Transfer learning using pre trained objective detection model: RuntimeError: shape '[2, -1, 91, 168, 96]' is invalid for input of size 64512

I am trying to train a pre trained model using transfer learning I am following this tutorial Building your own object detector — PyTorch vs TensorFlow and how to even get started?

I have picked FCOS: Fully Convolutional One-Stage Object Detection architecture

First step Inference

I first used inference to check which class of the pre trained model can detect my custom data(object), found class id 77 Cell Phone being detected as the custom object I want to train

Second step Train

Looking at the FCOS architecture below

Final stage has three outputs

  1. Classification: Input-256 and Output-91(0:Background + 90:Classes) TO BE TRAINED
  2. Center-ness: Input-256 and Ouput-1
  3. Regression: Input-256 and Output-4(Bounding Box Coordinates)
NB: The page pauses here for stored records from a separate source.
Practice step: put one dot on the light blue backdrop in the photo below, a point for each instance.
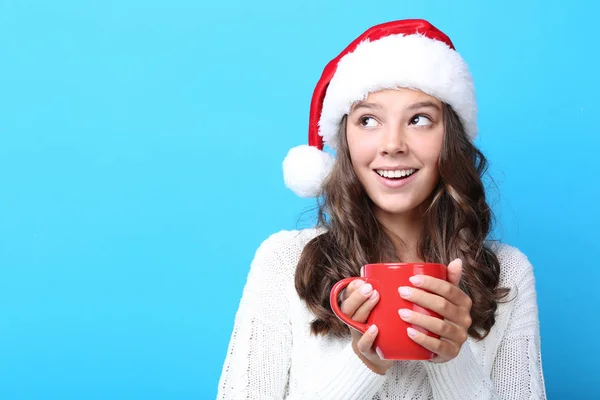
(140, 152)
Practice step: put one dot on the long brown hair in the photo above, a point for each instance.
(457, 222)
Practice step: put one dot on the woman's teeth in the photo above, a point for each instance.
(401, 173)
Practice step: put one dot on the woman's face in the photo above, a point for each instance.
(395, 138)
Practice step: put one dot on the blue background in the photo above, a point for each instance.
(140, 153)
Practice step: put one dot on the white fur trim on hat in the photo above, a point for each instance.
(305, 168)
(399, 61)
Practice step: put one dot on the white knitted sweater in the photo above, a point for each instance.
(273, 355)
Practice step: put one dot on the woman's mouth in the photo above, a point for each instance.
(396, 174)
(396, 178)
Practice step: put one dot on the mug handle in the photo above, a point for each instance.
(333, 301)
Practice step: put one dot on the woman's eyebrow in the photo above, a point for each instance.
(424, 104)
(371, 106)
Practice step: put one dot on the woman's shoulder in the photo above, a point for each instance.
(514, 264)
(280, 252)
(289, 241)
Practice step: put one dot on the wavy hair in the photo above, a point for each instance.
(457, 221)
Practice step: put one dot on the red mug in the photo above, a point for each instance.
(392, 341)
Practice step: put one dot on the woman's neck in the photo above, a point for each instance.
(405, 231)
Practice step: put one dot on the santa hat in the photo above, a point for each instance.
(400, 54)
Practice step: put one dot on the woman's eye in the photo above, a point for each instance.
(420, 120)
(368, 122)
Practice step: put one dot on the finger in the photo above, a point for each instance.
(442, 288)
(438, 326)
(454, 270)
(365, 343)
(445, 350)
(433, 302)
(351, 288)
(356, 299)
(365, 309)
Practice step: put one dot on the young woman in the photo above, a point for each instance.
(398, 106)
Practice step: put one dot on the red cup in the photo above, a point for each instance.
(392, 342)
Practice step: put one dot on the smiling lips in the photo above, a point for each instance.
(395, 174)
(395, 178)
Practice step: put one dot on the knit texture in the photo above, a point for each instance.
(273, 355)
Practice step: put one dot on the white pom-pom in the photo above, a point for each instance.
(305, 169)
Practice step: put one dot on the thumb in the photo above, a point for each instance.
(455, 271)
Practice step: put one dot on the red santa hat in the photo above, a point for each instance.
(400, 54)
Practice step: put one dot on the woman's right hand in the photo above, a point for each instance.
(359, 298)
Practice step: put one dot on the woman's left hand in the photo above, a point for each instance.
(446, 299)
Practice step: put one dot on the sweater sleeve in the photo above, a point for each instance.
(258, 357)
(516, 371)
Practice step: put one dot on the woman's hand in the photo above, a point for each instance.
(446, 299)
(359, 300)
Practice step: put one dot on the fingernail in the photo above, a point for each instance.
(405, 291)
(405, 313)
(358, 283)
(366, 289)
(416, 280)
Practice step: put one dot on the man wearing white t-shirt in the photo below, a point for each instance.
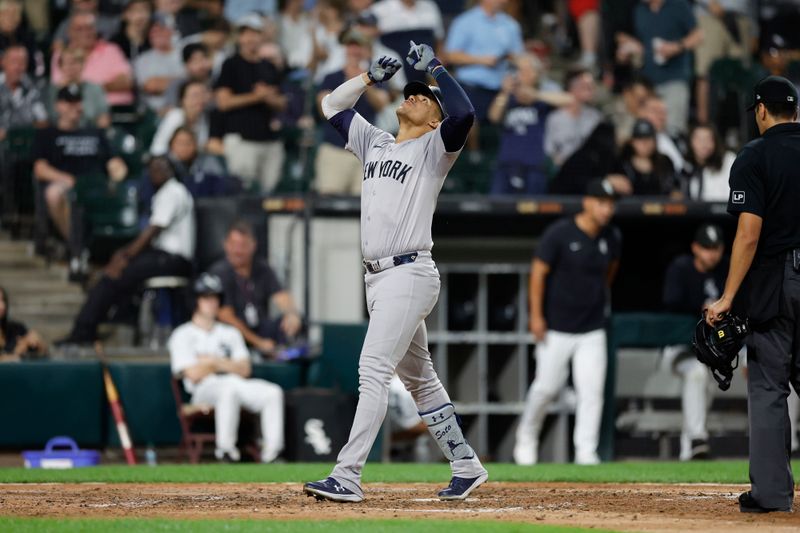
(214, 363)
(164, 248)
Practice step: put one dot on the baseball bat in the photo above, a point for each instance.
(112, 395)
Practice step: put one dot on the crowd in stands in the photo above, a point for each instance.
(178, 100)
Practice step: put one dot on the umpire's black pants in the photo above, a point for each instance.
(773, 360)
(149, 263)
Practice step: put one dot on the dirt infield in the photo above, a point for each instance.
(620, 507)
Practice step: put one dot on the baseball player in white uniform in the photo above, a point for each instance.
(574, 265)
(402, 179)
(214, 362)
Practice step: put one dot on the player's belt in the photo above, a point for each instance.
(388, 262)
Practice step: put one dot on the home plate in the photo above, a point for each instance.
(437, 500)
(487, 510)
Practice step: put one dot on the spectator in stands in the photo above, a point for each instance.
(727, 32)
(164, 248)
(522, 108)
(197, 67)
(401, 21)
(250, 287)
(654, 110)
(156, 69)
(480, 43)
(337, 170)
(62, 154)
(270, 48)
(236, 9)
(328, 51)
(133, 36)
(296, 29)
(12, 32)
(708, 166)
(214, 363)
(16, 340)
(191, 114)
(566, 129)
(21, 103)
(690, 284)
(625, 109)
(105, 63)
(666, 33)
(650, 172)
(183, 20)
(95, 107)
(105, 25)
(248, 95)
(203, 174)
(586, 14)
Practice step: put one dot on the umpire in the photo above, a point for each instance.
(764, 283)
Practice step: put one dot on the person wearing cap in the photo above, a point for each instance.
(336, 170)
(21, 104)
(691, 282)
(105, 65)
(567, 128)
(62, 154)
(165, 247)
(666, 32)
(95, 107)
(650, 172)
(132, 36)
(763, 284)
(480, 43)
(403, 175)
(214, 363)
(574, 265)
(248, 95)
(159, 67)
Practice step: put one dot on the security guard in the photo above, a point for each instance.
(764, 284)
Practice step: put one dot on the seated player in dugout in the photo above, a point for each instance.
(251, 287)
(214, 363)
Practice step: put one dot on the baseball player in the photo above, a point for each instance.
(402, 179)
(691, 282)
(215, 365)
(575, 264)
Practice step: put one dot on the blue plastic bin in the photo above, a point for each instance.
(60, 452)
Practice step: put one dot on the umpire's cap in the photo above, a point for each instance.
(773, 90)
(431, 91)
(207, 284)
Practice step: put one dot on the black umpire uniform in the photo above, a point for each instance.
(765, 182)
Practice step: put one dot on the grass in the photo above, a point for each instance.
(620, 472)
(44, 525)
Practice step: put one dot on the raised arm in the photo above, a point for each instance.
(461, 115)
(338, 105)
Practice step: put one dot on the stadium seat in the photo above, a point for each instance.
(16, 167)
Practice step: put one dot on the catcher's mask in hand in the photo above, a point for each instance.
(718, 346)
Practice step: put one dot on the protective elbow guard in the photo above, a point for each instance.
(445, 427)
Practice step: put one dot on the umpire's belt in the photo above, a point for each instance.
(383, 263)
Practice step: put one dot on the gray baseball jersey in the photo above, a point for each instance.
(400, 188)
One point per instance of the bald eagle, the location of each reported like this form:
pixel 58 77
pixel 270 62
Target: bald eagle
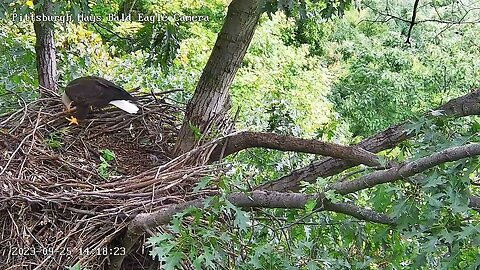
pixel 91 91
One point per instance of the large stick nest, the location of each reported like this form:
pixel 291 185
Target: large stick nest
pixel 58 194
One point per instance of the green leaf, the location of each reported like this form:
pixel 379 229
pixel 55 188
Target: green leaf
pixel 174 260
pixel 310 205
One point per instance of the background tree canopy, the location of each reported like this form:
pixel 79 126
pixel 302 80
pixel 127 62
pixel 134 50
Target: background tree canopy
pixel 333 71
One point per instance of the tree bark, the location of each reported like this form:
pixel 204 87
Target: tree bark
pixel 466 105
pixel 248 139
pixel 211 99
pixel 45 48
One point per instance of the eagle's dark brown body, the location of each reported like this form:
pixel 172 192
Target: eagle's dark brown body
pixel 91 91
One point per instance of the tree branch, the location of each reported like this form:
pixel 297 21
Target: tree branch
pixel 466 105
pixel 248 139
pixel 252 200
pixel 407 169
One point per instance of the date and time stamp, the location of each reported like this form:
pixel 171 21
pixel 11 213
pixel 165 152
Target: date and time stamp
pixel 66 251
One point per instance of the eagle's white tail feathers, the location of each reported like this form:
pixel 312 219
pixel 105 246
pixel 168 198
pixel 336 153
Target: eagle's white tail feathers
pixel 125 105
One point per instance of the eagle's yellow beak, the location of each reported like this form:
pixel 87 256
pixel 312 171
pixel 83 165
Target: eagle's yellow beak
pixel 72 120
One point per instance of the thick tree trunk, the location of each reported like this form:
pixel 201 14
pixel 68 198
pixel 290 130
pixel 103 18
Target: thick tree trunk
pixel 211 99
pixel 45 48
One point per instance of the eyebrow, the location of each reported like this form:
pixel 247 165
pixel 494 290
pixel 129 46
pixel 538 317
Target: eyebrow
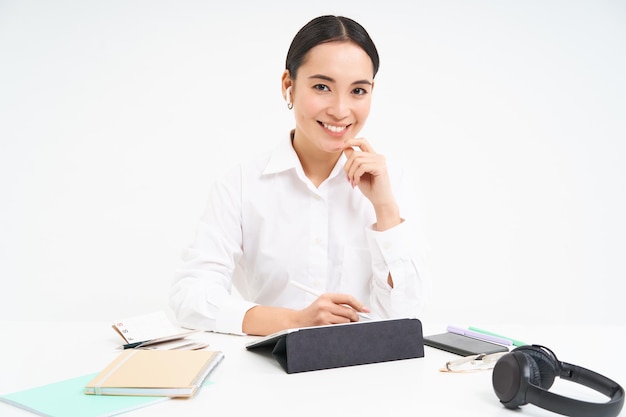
pixel 329 79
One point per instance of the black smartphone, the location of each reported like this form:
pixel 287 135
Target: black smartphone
pixel 462 345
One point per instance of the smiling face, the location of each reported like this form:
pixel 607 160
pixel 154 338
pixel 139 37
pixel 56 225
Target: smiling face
pixel 331 96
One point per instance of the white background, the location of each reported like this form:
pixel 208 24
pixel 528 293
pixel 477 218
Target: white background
pixel 115 116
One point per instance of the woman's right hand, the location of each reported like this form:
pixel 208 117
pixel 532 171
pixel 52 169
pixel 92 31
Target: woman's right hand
pixel 331 308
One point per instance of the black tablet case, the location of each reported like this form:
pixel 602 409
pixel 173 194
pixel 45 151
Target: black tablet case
pixel 324 347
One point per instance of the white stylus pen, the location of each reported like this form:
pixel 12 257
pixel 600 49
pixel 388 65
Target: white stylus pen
pixel 317 294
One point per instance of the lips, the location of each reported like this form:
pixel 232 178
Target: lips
pixel 334 128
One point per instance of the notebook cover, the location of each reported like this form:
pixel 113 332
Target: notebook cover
pixel 174 373
pixel 66 398
pixel 324 347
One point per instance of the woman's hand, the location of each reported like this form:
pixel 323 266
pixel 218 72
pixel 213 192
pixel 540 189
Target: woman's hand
pixel 331 308
pixel 368 170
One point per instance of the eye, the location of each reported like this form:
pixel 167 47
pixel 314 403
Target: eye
pixel 321 87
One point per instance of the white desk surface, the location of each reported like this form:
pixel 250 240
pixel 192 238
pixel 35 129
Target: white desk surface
pixel 249 383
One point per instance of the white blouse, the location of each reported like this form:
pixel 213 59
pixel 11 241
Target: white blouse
pixel 265 223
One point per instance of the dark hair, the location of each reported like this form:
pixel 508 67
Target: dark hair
pixel 324 29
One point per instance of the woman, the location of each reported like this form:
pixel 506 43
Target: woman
pixel 322 209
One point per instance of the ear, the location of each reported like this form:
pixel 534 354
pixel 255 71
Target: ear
pixel 286 82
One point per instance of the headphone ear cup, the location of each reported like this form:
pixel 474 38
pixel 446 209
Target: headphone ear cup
pixel 512 375
pixel 544 367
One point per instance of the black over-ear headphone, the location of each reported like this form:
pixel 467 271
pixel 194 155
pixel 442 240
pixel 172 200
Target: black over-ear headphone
pixel 525 374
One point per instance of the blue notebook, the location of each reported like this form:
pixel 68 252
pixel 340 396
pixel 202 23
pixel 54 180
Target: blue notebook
pixel 67 399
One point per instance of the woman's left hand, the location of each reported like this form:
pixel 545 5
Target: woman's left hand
pixel 368 170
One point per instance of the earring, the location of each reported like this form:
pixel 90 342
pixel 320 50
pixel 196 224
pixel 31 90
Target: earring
pixel 288 98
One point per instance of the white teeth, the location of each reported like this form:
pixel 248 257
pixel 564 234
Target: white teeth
pixel 335 129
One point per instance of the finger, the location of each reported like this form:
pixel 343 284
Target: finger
pixel 348 301
pixel 361 143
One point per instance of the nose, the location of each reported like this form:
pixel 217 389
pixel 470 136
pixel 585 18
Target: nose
pixel 339 107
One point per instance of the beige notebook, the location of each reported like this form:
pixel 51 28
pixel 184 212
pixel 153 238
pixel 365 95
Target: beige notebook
pixel 169 373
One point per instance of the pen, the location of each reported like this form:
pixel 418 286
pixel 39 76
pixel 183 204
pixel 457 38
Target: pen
pixel 134 345
pixel 480 336
pixel 513 341
pixel 317 294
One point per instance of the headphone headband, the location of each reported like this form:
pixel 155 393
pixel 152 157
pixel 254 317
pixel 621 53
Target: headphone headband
pixel 524 376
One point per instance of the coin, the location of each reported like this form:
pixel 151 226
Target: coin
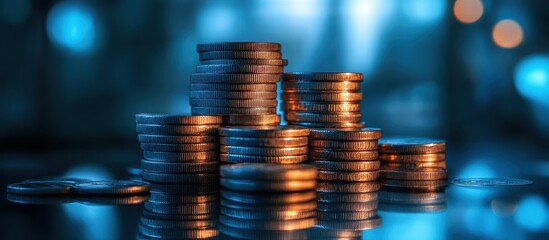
pixel 157 129
pixel 322 154
pixel 175 119
pixel 320 117
pixel 233 103
pixel 408 175
pixel 412 158
pixel 354 166
pixel 263 151
pixel 323 76
pixel 112 187
pixel 180 178
pixel 490 182
pixel 344 145
pixel 238 46
pixel 411 145
pixel 266 171
pixel 269 87
pixel 280 225
pixel 265 142
pixel 227 68
pixel 239 158
pixel 176 139
pixel 299 86
pixel 234 78
pixel 264 131
pixel 181 156
pixel 320 107
pixel 347 134
pixel 267 186
pixel 328 97
pixel 348 176
pixel 229 110
pixel 179 167
pixel 278 198
pixel 346 187
pixel 239 55
pixel 179 147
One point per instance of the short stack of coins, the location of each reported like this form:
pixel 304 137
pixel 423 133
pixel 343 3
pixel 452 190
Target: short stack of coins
pixel 345 209
pixel 238 78
pixel 179 149
pixel 176 211
pixel 345 155
pixel 419 160
pixel 322 99
pixel 267 201
pixel 264 144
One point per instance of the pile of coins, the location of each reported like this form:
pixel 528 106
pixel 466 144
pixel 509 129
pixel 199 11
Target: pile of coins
pixel 174 211
pixel 238 78
pixel 179 149
pixel 413 159
pixel 322 99
pixel 347 155
pixel 264 144
pixel 267 201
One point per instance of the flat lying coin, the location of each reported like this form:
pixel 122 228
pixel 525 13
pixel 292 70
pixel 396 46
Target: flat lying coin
pixel 411 145
pixel 265 142
pixel 175 119
pixel 264 131
pixel 323 76
pixel 490 182
pixel 264 171
pixel 112 187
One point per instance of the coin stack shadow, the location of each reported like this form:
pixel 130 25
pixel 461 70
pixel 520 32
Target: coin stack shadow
pixel 264 144
pixel 322 99
pixel 179 149
pixel 413 159
pixel 176 211
pixel 267 201
pixel 346 209
pixel 238 79
pixel 345 155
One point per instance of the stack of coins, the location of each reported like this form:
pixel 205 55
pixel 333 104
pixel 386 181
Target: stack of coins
pixel 264 144
pixel 322 99
pixel 267 201
pixel 180 212
pixel 238 78
pixel 413 159
pixel 179 149
pixel 348 155
pixel 346 207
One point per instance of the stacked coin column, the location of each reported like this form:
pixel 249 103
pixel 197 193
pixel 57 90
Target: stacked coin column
pixel 267 201
pixel 238 80
pixel 179 149
pixel 264 144
pixel 322 100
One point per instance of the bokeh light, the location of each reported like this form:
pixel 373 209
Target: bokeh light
pixel 468 11
pixel 532 78
pixel 507 34
pixel 72 25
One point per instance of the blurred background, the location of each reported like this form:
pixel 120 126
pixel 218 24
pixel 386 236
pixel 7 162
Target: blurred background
pixel 476 73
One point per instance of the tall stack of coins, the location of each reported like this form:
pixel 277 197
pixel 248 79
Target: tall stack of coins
pixel 413 159
pixel 322 99
pixel 179 149
pixel 347 155
pixel 264 144
pixel 174 211
pixel 267 201
pixel 238 78
pixel 344 208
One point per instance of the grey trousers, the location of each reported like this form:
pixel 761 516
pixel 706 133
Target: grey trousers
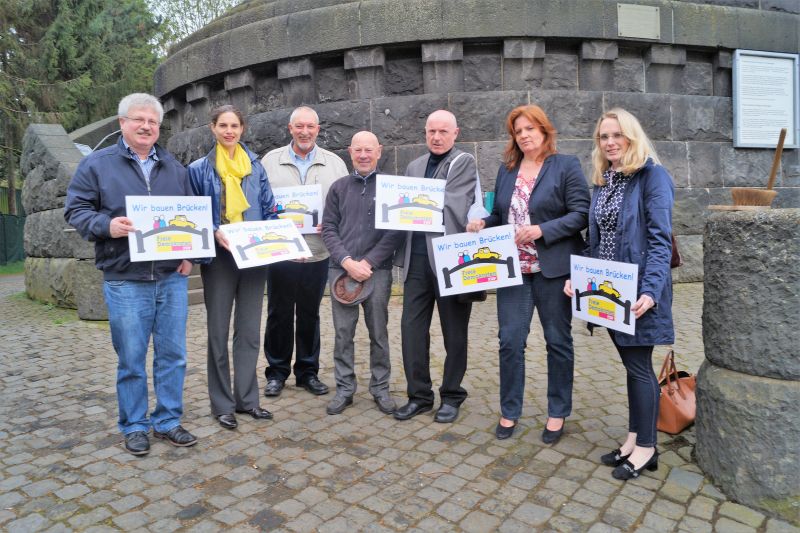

I used requires_grad to freeze all the layers in the network and decided to train only the classification which used to predict 90 classes to train only one class

Used the code below to replace the entire classification block and pick 77th label only, replaced entire weight and bais classification with 77th class.

    # load an object detection model pre-trained on COCO
    model = torchvision.models.detection.fcos_resnet50_fpn(pretrained=True)
    
    selected_head_classification_head_cls_logits_weight = 0
    selected_head_classification_head_cls_logits_bias = 0

    # List out all the name of the parameters whose gradient can be altered for further training
    for name, param in model.named_parameters():

        # If requires gradient parameters
        if param.requires_grad:

            if name == "head.classification_head.cls_logits.bias" or name == "head.classification_head.cls_logits.weight":
                layer_para_name = "weight" if name.split('.')[-1]=='weight' else "bias"
                print("\nReplacing",name,"layer containing 90 class score",layer_para_name,", with",selected_label,"th class score",layer_para_name)          
                print("####################################")
                print("Original layer size(0:Background + 90 classes): ",param.data.size())
                # Reshaping bias
                if name.split('.')[-1] == 'bias':
                    selected_head_classification_head_cls_logits_bias = param.data[selected_label:selected_label+1]
                    param.data = torch.cat([param.data[:1], selected_head_classification_head_cls_logits_bias])
                # Reshaping weight
                if name.split('.')[-1] == 'weight':
                    selected_head_classification_head_cls_logits_weight = torch.tensor(param.data[selected_label][:].reshape([1, 256,3,3]))
                    param.data = torch.cat([param.data[:1], selected_head_classification_head_cls_logits_weight])
                print("Alteres layer size(0:Background +",selected_label,"th class): ",param.data.size())
                print("####################################")
                print("Finished enabling requires gradient for",name,"layer......")
                # Make the layer trainable
                param.requires_grad = True

            else:
                # Make the layer non-trainable
                param.requires_grad = False

OUTPUT I GOT

Replacing head.classification_head.cls_logits.weight layer containing 90 class score weight , with 77 th class score weight
####################################
Original layer size(0:Background + 90 classes):  torch.Size([91, 256, 3, 3])
Alteres layer size(0:Background + 77 th class):  torch.Size([2, 256, 3, 3])
####################################
Finished enabling requires gradient for head.classification_head.cls_logits.weight layer......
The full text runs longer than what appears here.